Después de los atentados, la Agencia de Protección Ambiental (EPA) aseguró que, tras un "riguroso monitoreo", el agua potable y el aire en el Bajo Manhattan eran seguros.
Pero según un reciente informe, 12,161 miembros del Departamento de Bomberos han sido diagnosticados con al menos una enfermedad atribuida a la exposición a las toxinas durante su trabajo en el World Trade Center.
Unos 4,496 miembros están certificados por al menos una afección de salud mental, y 10,562 por una afección de salud física.
Entre el polvo y los escombros: Tras escuchar que un avión se había estrellado contra una de las torres, Conzo y su compañero se dirigieron al lugar, donde vieron a "miles de personas que salían corriendo y solo policías y bomberos iban en dirección contraria".
"Al entrar a un edificio, oí un ruido que parecía un tren y mi amigo corrió". El edificio se derrumbó y generó una enorme nube de polvo y humo que envolvió el Bajo Manhattan, y Conzo fue alcanzado por los escombros.

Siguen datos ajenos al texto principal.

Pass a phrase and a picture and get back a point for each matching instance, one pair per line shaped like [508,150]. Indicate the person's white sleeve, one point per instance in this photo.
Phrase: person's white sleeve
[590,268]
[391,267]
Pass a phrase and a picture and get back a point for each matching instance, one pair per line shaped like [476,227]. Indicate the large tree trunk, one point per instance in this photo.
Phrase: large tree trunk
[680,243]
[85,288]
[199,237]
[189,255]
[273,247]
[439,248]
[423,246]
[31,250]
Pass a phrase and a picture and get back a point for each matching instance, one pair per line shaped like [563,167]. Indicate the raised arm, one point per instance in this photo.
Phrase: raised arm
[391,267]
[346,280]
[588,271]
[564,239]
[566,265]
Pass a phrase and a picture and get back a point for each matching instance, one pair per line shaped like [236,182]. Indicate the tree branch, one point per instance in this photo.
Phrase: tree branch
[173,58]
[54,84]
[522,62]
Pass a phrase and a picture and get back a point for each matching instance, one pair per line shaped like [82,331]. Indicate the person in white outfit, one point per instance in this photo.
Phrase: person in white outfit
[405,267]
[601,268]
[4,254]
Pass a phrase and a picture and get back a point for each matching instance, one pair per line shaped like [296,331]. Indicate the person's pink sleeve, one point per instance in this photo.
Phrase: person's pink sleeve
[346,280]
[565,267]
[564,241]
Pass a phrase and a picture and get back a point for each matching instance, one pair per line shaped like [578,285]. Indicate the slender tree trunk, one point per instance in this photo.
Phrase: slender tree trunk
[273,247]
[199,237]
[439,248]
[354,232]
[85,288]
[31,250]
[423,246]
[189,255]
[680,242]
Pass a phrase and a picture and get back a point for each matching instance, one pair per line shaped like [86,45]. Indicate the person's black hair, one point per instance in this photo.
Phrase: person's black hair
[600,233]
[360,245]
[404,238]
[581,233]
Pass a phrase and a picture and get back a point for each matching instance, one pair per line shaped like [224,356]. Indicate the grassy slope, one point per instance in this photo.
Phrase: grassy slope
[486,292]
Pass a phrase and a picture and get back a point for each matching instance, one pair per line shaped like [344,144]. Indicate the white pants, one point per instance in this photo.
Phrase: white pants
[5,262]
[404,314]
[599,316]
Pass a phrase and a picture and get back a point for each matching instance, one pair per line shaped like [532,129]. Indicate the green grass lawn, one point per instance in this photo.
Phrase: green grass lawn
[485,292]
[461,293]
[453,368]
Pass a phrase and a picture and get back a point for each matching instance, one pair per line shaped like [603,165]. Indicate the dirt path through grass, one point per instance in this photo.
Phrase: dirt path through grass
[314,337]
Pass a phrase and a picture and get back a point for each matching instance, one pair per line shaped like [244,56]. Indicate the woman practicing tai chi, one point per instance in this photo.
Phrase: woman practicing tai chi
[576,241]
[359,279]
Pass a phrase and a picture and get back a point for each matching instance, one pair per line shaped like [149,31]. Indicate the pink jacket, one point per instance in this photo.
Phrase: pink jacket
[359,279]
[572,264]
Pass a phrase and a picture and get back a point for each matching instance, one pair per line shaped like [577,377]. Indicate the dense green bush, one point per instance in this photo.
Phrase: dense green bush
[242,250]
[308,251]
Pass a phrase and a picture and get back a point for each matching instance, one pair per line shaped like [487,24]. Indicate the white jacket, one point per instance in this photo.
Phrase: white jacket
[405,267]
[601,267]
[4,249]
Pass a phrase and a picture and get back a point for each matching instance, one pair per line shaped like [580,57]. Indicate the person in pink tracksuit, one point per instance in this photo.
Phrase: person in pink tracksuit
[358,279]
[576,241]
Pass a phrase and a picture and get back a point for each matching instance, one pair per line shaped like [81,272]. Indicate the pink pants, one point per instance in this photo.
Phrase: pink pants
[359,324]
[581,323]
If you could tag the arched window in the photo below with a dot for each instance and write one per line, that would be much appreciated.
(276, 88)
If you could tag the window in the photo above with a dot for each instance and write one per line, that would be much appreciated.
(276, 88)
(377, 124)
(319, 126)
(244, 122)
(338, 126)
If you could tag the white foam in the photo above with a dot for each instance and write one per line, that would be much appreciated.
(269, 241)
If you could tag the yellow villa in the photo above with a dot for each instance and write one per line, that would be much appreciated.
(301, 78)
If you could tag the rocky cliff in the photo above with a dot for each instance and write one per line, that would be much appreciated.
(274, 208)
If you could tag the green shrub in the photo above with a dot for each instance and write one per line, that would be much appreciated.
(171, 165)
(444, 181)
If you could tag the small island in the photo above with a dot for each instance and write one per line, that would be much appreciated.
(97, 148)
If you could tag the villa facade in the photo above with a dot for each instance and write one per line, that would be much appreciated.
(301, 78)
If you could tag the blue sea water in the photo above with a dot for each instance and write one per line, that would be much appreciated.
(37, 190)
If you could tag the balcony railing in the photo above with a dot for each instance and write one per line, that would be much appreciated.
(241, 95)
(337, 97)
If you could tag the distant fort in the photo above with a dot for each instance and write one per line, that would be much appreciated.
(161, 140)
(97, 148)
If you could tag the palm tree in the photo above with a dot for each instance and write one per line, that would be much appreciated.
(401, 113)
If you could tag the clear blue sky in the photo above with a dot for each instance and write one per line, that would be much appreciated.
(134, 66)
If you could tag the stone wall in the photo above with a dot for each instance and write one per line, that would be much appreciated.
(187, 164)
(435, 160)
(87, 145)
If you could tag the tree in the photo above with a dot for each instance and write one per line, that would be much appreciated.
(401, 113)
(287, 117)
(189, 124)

Poco después lo sacaron de allí: "Busqué agua, me lavé la cara, llamé a mi madre y busqué a mi compañero para saber si estaba bien". Una vez recuperado, permaneció en la Zona Cero hasta el día siguiente, ayudando a sobrevivientes, muchos trasladados a hospitales de la vecina Nueva Jersey. "Perdí a muchos amigos y todavía hay muchos enfermos", lamenta.
De acuerdo con el Departamento de Bomberos, más de 600 miembros del FDNY han muerto por enfermedades que se sospecha están relacionadas con el 11S.